Do you have iridescent green beetles feasting on your garden? You've got Japanese beetles! This pest is sweeping neighbourhoods, devastating gardens, shrubs, and trees without mercy. Below you'll find some of our tips on how to identify and get rid of Japanese beetles.
What are Japanese Beetles?
The Japanese beetle (Popillia japonica) is a species of scarab beetle originating from Japan, making their first appearance in North America a century ago.
Japanese beetles are easily identifiable as they have bright metallic green heads with copper coloured bodies. Another dead giveaway is the skeletonized leaves they leave behind. They do not discriminate when it comes to what types of plants they feed on, though they do have favorites such as climbing vines, hibiscus and roses.
When do I need to worry about Japanese Beetles?
Since chemical pesticides were taken off the market approximately 10 years ago, these insects have been coming back year after year. The life cycle of these insects has three larval stages. Once they have reached maturity, the larvae pupate, and after a diapause of about two weeks in late June, early July, the adult beetles emerge from the ground. These insects will damage different parts of your property at different times in their life cycle. It is ideal to target them before they emerge in adulthood when it is much more difficult to get rid of them.
How can I get rid of them?
This insect is difficult to control for a couple of reasons, first is the lack of natural predators here which has made them a major pest. Secondly, since chemical pesticides were taken off the market, there is a lack of 'quick fixes'. That said there are still some things that gardeners can do to fight these nasty bugs.
In our opinion, applying nematodes in the spring and fall when they live in your soil as grubs can kill the problem before they emerge as adult beetles. This is an effective and organic method of controlling the population of Japanese beetles.
There are many varieties of nematodes available in the market, so be sure to buy the heterorhabditis bacteriophora nematode, as this is the best for Japanese beetle control. Nematodes can be used to control a wide variety of soil-living insects and aerial insects in their soil-living stage.
Japanese Beetle Traps
This is the most common method used. These devices release both a sex pheromone and a floral scent, which are very effective in attracting adult beetles. They fly to the trap, where they crawl or fall into the bag and cannot get out. You simply have to empty out the bag and re-attach it, and the process starts all over again.
The problem is, traps attract about four times as many beetles as they normally would in your yard, and only 50% to 75% of them will actually end up in the bag. The others bounce back and head happily to your garden, where they vigorously munch on your plants and lay plenty of eggs for next year's beetles. From mid-June to the end of July, if you and your neighbours hang traps throughout the infested area, you may be able to prevent the bugs from migrating from one yard to another. It is very important to note that these traps should be placed as far away from their favorite plants as possible, near the edge of your property or you will possibly make the situation worse. In addition, the trap bag should be emptied every day, ideally even twice a day so that the stench of the dead beetles does not drive others away. Since cleaning traps is a pretty disgusting task due to the bad smell, if not everyone does it daily, this is far from a perfect solution.

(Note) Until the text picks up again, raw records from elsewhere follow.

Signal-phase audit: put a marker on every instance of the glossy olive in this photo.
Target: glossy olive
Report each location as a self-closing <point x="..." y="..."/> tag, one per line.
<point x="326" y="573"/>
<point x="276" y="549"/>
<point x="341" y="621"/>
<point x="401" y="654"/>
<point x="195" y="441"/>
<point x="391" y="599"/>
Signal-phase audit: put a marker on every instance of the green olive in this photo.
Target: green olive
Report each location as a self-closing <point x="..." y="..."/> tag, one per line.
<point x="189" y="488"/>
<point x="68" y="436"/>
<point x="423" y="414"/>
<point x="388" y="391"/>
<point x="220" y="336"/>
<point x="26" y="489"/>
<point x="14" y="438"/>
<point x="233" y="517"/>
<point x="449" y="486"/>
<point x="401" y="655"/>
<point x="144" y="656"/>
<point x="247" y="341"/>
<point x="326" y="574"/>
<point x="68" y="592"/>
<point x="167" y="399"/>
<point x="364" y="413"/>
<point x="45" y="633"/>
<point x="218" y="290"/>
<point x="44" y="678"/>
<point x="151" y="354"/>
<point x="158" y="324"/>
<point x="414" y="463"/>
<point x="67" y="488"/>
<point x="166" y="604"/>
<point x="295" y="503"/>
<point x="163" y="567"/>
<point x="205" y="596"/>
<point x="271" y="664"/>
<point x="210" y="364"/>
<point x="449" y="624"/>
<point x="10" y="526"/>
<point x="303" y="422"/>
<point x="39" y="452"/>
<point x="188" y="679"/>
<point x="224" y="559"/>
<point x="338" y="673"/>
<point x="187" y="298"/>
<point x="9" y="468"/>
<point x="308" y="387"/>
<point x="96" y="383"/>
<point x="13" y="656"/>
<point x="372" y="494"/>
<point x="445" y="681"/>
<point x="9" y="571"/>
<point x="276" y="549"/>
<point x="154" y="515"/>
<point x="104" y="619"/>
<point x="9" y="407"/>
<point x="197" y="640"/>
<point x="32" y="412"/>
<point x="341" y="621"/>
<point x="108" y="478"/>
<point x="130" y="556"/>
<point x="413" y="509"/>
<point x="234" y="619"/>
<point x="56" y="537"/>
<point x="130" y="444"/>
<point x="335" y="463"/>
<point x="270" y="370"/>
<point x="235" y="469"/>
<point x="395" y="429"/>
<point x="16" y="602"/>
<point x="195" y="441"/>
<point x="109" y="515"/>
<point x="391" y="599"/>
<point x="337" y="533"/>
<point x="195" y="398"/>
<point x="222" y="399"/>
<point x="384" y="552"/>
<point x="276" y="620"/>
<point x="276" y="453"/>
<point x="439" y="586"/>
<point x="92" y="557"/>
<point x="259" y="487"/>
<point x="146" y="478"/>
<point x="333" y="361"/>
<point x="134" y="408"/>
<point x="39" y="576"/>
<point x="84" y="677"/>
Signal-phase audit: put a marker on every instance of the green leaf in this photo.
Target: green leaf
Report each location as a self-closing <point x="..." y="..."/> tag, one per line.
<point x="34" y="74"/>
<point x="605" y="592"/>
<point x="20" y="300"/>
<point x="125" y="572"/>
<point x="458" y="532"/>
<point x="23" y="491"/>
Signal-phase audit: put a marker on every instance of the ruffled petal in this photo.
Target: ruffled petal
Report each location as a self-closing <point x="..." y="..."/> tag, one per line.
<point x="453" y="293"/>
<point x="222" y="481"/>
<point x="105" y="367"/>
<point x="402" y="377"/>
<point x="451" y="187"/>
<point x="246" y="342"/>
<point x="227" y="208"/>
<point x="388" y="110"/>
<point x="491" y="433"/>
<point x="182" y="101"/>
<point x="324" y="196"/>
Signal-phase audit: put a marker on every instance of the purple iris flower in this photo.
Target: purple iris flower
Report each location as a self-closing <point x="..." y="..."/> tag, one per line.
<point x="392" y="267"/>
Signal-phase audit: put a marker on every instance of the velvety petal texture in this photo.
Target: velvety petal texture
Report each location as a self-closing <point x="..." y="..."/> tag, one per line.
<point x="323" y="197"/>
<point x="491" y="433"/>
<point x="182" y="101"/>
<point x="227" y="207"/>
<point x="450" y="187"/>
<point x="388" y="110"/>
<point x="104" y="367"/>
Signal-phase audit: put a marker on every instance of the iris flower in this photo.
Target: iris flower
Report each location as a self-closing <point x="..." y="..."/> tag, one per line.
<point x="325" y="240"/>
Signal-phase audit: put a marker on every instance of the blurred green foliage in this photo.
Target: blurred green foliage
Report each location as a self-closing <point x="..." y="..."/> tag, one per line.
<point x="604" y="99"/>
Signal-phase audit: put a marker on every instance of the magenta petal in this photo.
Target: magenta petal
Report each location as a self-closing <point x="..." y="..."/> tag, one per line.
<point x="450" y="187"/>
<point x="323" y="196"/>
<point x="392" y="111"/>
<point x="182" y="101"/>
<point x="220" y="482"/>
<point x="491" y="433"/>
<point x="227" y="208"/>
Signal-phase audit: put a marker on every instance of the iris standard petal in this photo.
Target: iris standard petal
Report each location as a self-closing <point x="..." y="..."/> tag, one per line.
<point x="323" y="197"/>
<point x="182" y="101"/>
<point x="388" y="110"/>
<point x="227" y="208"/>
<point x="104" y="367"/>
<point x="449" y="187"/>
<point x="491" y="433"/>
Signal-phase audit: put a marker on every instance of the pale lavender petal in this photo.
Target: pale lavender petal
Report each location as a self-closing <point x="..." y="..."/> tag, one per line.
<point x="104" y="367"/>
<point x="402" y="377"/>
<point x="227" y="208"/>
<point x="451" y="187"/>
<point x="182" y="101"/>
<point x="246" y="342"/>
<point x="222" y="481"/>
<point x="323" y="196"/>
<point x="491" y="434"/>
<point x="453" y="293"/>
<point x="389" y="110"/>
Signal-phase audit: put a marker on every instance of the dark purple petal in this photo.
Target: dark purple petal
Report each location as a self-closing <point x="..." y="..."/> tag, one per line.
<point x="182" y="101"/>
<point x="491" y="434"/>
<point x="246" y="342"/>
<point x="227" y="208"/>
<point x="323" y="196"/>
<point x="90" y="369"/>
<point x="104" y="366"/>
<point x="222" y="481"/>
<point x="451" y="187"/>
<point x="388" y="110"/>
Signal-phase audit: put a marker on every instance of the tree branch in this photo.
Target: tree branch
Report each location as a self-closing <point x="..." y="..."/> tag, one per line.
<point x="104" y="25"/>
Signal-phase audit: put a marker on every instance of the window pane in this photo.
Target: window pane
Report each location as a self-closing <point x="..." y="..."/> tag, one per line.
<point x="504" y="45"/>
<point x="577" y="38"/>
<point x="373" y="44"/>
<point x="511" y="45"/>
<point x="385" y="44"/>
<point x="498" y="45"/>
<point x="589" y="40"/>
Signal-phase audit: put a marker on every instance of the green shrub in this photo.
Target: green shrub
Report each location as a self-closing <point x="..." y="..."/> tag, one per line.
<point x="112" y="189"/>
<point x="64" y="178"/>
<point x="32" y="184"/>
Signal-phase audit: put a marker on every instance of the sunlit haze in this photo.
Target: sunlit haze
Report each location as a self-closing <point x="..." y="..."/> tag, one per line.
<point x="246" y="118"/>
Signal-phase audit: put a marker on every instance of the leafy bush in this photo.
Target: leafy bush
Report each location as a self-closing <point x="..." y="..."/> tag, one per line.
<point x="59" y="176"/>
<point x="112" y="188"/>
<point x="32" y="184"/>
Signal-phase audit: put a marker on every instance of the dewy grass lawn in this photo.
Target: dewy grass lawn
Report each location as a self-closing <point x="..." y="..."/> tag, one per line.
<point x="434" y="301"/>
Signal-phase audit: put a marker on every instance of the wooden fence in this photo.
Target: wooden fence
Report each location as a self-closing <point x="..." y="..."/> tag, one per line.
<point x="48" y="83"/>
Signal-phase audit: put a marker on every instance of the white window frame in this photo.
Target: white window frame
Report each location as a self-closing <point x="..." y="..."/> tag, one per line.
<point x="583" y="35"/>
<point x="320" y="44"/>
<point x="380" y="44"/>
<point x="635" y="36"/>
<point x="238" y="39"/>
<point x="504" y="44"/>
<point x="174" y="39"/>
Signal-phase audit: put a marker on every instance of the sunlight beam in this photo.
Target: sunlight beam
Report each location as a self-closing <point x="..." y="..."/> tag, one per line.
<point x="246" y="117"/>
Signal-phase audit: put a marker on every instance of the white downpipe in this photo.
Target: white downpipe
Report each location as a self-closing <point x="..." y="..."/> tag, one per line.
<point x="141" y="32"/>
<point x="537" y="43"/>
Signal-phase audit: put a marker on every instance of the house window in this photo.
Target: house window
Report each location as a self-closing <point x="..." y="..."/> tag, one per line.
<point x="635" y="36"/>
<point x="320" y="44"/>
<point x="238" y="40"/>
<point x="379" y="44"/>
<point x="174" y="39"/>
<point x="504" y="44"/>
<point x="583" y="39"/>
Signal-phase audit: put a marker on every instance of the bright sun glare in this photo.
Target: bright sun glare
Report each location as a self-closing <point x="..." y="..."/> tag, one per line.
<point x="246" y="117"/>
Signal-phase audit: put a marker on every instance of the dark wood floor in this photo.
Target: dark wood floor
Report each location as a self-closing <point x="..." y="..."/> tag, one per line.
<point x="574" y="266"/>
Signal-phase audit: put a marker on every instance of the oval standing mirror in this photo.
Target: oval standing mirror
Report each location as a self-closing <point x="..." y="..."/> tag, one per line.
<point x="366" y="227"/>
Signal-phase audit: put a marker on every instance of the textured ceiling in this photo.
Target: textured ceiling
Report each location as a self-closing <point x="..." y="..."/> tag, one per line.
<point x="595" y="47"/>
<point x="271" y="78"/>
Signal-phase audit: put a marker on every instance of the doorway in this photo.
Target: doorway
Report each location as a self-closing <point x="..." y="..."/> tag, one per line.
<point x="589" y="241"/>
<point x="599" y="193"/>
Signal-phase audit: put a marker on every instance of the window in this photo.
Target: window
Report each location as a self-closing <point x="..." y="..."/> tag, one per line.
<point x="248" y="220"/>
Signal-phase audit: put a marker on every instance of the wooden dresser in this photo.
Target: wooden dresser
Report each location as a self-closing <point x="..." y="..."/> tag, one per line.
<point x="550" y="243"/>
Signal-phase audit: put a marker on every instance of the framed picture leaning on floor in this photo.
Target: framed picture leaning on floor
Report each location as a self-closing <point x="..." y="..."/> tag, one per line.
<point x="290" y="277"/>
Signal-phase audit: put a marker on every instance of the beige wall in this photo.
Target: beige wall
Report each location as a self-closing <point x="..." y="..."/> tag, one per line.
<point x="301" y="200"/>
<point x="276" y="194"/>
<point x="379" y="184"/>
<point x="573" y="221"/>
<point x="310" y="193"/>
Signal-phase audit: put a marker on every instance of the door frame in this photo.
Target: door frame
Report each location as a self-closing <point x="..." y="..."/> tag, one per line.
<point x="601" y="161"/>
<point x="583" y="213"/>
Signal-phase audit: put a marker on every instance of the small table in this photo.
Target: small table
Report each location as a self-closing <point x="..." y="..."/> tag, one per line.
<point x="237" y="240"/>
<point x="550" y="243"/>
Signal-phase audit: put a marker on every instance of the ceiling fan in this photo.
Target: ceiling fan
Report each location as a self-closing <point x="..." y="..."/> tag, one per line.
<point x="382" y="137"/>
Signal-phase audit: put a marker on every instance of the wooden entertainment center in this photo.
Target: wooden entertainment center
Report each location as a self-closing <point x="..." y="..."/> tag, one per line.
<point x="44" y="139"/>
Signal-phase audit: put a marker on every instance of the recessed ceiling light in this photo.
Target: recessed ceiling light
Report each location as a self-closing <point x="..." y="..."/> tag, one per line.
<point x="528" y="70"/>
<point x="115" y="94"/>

Some people use floating row covers which are basically white garden fabrics that can be draped directly over the plants and secured around the perimeter. Unfortunately, it is not aesthetically pleasing. Click here to see a top rated row cover we found online.
Shop-Vac or Hand-picking
Some people roll up their sleeves and pick them up by hand and throw them in a soapy water solution. You can leave dead beetles next to your plant to scare off future nibblers. Beware because they give off a strong unpleasant odor. An alternative is to vacuum beetles with a Shop-Vac with a soapy water solution on a long extension cord or with a rechargeable hand-held vacuum. Just ensure to dump the contents of the vacuum because the dead insects give off an extremely unpleasant odor.
Hope these tips will help you survive the Japanese Beetle season!
RE: GARY ENRIGHT
The product we linked in the blog post above is suitable to treat the japanese beetles during their grub/larvae stage. This product is used to control a wide variety of soil-living insects and aerial insects in their soil-living stag, aka grub phase.
This is quite informative but it leaves out information about where I can obtain the required HB nematodes. The link is to nematodes for grubs.
I have that pest for the past two years.
I take an empty jar of Nescafé, put the pot underneath the pest and tap with the cover on the critters. They fall inside the pot. Just put the lid over the pot and move to the next flower. Some fly away but most tumble in the pot.
This year, they ruined my rose bed and some are moving into the sunflower. What a pest.
They really stink after a while in the coffee jar.